Run the first section of tell-me-a-story_gpt2.ipynb to generate the model. Download the complete model directory to models/. Note that rather than attempting to download the model directly from Colab, it is much faster to save the model to your Google Drive and download from there (steps in the notebook). You can try it directly with test_inference.py or by running api.py and navigating to localhost:8008.

Deployment to Google Cloud Run

Note first of all that Google Cloud Run is not an ideal platform for a large deep network model.
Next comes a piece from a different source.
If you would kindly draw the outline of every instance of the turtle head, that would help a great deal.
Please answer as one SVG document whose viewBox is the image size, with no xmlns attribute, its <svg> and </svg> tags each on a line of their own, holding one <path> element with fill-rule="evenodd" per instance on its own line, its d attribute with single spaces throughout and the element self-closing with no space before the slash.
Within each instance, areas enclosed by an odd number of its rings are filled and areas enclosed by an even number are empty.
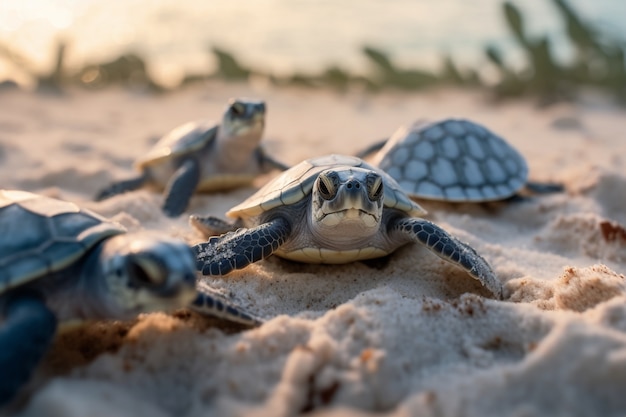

The model samples many times more quickly on a GPU (Cloud Run is CPU only), and there is a significant startup cost to load the model (Cloud Run is serverless, so workers are dynamically created and removed).

That said, for limited use, a serverless CPU deployment is by far the cheapest option for a toy project like this one, as it is pay for use only. No known free services will accept Docker images of the size required to fit in the model (~500GB).

  1. Begin by following the "Before you begin" section of the Cloud Run quickstart guide
  2. Build using gcloud builds submit --tag gcr.io/PROJECT-ID/helloworld, where PROJECT-ID is the result of gcloud config get-value project
  3. Deploy using gcloud run deploy --image gcr.io/PROJECT-ID/helloworld --platform managed

Et voila! Make sure to use your new API url on the frontend (see those docs).